Concurrency

COBEGIN / COEND

COBEGIN/COEND is a compound statement that runs each of its inner BEGIN ... END blocks on a separate thread. The initial thread waits at COEND for every internal thread to finish — a built-in fork/join barrier.

Why this shape rather than free-form thread spawning?
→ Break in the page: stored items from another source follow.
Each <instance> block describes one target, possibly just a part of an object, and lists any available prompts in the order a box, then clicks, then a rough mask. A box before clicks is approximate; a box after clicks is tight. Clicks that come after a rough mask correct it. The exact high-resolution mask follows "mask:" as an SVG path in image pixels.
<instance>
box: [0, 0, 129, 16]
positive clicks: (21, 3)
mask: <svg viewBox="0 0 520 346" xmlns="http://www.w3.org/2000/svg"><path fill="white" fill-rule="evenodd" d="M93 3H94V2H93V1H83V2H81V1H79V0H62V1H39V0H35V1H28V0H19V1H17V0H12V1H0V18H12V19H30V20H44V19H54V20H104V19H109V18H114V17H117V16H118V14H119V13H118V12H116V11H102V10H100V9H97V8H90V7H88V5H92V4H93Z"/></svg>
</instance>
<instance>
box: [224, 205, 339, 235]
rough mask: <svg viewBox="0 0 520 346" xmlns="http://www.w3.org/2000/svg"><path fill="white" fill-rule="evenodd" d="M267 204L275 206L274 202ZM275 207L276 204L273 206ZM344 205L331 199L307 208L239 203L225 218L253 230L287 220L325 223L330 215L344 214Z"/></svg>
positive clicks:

It guarantees structured concurrency: threads created together finish together, so there’s no way to “leak” a thread past its enclosing block. The downside is expressiveness — the fork/join pattern makes it restricted to trees (lattices) of threads, not arbitrary thread graphs. Arbitrary graphs need WAIT.

uC++ form

#include <uCobegin.h>
int i;
void p1( ... );  void p2( ... );  void p3( ... );
COBEGIN                         // threads execute statements in block
    BEGIN i = 1;     END
    BEGIN p1( 5 );   END        // order and speed of internal
    BEGIN p2( 7 );   END        // thread execution is unknown
    BEGIN p3( 9 );   END
COEND                           // initial thread waits for all internals

Dynamic thread count via recursion

void loop( int N ) {
    if ( N != 0 ) {
        COBEGIN
            BEGIN p1( ... );    END
            BEGIN loop( N - 1 ); END  // recursive call
        COEND
    }
}
cin >> N;
loop( N );

Limitation — trees only

The thread graph implied by nested COBEGIN/COEND is strictly a tree. You can’t express “p starts before f, both finish before s4” without creating artificial nesting. For arbitrary graphs, use WAIT.